Carl steps out of the shadow of his Father
The best that can be said about this issue is that it brings on the progression of one of the major, but hitherto underdeveloped, characters in this title. As Rick Grimes drifts in and out of consciousness, his son Carl is hostage to his emotions, as helplessness, anger, grief (especially in light of what happened in issue #48) and fear take hold. When unexpected visitors turn up at their hideout, Carl has to make some tough decisions. When those decisions are acted upon and resolved, we are left with Carl questioning his relationship with his Father and the dynamics of responsibility and duty of care that bind any parent and child.
There is some great artwork, especially the final panel – which is, for once, something other than a cliffhanger, but actually all the better for it. I read the thing twice, and I got it more the second time around. The recent ‘no-one is safe’ arc was such a relentlessly violent and brutal series of issues that the change in pace in #49 and #50 is a bit of a jolt, and this issue is more thoughtful and relies more on the personality of the character of Carl.
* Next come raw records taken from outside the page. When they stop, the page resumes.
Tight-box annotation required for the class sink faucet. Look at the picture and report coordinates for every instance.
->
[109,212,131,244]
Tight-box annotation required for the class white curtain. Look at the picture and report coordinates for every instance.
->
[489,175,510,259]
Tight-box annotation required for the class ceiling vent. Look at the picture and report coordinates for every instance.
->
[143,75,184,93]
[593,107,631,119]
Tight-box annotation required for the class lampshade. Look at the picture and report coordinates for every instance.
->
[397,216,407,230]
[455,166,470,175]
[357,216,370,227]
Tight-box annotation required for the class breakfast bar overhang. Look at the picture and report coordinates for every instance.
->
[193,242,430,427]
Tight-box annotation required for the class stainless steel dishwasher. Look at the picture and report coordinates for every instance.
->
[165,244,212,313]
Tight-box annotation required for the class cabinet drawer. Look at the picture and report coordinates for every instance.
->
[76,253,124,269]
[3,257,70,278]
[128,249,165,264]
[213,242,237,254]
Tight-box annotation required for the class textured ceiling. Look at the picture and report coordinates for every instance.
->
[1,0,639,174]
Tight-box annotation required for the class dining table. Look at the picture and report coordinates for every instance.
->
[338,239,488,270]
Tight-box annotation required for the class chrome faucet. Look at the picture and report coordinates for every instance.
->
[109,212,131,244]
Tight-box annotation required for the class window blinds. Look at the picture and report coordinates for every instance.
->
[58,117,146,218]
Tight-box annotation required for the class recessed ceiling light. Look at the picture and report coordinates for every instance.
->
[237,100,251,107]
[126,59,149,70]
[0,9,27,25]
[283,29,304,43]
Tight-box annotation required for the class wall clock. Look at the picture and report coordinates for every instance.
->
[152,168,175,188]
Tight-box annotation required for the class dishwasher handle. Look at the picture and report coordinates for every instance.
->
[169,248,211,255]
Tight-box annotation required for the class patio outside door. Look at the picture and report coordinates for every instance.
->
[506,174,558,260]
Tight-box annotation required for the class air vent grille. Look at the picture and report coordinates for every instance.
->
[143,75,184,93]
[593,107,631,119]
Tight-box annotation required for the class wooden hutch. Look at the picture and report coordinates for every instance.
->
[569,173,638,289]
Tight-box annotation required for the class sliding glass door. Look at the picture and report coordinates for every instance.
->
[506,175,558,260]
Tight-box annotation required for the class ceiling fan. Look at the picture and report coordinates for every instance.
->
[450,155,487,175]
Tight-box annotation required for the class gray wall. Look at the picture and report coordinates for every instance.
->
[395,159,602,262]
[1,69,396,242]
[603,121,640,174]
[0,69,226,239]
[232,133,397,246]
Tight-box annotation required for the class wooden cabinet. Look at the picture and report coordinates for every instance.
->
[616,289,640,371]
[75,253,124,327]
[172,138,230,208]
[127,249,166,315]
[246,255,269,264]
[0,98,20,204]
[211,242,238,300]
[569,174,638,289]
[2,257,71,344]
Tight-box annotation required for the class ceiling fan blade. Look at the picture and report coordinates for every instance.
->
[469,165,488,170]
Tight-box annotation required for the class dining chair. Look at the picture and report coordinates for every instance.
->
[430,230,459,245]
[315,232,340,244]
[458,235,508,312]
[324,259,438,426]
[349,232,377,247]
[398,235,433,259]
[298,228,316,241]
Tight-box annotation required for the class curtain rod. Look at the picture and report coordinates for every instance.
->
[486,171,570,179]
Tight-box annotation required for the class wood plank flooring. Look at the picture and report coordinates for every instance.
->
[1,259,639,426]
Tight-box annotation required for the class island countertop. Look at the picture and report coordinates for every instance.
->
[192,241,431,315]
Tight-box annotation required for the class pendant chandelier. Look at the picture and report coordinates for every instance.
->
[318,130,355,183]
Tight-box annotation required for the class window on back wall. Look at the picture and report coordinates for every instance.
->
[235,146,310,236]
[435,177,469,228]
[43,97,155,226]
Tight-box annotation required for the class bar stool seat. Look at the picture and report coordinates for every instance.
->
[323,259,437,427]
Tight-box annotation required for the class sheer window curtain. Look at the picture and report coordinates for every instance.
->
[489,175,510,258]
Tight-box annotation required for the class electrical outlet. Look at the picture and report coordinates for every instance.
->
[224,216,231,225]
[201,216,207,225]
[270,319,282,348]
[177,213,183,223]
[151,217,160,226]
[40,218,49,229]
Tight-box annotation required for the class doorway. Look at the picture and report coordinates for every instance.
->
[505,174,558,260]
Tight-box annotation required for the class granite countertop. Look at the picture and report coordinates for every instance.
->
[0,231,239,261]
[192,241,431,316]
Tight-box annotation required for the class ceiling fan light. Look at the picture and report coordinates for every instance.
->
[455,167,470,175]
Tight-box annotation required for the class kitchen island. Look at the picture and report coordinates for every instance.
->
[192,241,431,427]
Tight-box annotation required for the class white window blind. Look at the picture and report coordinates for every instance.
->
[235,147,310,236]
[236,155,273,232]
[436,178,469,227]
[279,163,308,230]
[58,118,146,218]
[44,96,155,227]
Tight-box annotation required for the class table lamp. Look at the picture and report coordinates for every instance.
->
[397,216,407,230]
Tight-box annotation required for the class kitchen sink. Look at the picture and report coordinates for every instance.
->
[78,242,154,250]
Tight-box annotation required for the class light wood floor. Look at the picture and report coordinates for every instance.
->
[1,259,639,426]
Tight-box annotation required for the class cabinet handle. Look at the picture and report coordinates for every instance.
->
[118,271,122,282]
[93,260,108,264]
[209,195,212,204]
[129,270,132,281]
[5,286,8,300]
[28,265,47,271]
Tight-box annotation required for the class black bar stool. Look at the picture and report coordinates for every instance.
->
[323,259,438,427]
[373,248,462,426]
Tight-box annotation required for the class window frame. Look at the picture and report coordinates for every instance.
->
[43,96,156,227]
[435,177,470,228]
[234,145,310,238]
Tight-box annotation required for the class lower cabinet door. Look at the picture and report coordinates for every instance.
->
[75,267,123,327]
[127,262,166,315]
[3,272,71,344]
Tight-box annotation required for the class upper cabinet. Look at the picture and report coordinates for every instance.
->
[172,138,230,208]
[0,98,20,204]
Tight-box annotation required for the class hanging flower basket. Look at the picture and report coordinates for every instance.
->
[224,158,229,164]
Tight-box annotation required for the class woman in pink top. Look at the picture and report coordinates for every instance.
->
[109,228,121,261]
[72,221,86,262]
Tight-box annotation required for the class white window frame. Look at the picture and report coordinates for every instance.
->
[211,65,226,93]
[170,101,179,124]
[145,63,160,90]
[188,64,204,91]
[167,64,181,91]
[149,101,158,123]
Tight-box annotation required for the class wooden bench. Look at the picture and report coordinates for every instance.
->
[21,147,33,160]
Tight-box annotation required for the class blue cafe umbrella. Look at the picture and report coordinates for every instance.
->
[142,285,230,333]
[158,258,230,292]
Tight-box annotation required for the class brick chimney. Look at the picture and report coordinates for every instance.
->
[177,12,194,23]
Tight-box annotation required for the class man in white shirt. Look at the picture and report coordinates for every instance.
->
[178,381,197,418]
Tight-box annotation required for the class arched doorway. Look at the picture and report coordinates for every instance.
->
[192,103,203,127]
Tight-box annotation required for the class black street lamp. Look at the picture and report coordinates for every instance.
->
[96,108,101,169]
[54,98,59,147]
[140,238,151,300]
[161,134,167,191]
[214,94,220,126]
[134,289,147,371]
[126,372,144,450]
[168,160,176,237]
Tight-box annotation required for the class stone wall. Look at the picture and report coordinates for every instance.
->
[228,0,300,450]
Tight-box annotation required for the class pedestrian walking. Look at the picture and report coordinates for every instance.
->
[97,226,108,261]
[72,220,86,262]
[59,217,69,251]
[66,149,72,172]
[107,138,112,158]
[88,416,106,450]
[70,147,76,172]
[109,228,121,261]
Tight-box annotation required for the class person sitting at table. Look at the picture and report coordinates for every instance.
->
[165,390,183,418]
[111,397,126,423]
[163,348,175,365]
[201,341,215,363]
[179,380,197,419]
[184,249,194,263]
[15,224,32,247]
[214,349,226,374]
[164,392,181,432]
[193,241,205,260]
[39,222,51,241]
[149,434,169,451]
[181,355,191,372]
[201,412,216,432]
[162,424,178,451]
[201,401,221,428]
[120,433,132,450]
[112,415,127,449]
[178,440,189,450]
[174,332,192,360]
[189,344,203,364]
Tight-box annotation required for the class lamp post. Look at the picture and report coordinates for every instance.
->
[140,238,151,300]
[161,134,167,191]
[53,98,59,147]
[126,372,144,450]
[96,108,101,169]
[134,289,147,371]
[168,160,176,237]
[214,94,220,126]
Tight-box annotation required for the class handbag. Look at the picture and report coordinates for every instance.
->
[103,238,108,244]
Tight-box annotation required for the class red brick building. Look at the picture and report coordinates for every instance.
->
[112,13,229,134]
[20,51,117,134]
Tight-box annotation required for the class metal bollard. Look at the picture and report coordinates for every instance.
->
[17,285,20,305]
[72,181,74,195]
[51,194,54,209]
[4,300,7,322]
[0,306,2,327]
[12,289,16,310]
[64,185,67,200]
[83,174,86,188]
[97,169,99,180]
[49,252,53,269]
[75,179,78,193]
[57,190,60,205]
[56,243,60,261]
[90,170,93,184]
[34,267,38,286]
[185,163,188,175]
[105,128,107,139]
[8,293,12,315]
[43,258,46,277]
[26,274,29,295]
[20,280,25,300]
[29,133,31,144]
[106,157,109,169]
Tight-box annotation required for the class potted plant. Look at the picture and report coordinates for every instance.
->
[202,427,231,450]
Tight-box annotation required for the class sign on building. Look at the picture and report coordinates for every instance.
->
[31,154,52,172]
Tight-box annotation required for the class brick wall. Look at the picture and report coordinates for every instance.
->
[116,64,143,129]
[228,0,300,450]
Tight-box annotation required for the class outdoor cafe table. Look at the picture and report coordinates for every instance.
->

It does work. It works well because what we are witnessing is another character taking the centre stage, there is some character progression. When Carl speaks, his monologues just stay the right side of ‘perhaps a young kid would say that’. How many comic book writers can achieve that?
The only criticism I have is that the letters page is about the longest I have ever seen – couldn’t some of that been sacrificed for a few more pages of story for issue 50??
Thank you Robert Kirkman. Thank you for 50 issues of great storytelling. Thank you Charlie Adlard for being able to illustrate this world of post-civilisation with the humanity, grace and brutality it requires.
Review – don’t expect fireworks, but this tale is moving and moves the overall story on. The Walking Dead is still just about the best comic book out there right now. 8.7 out of 10.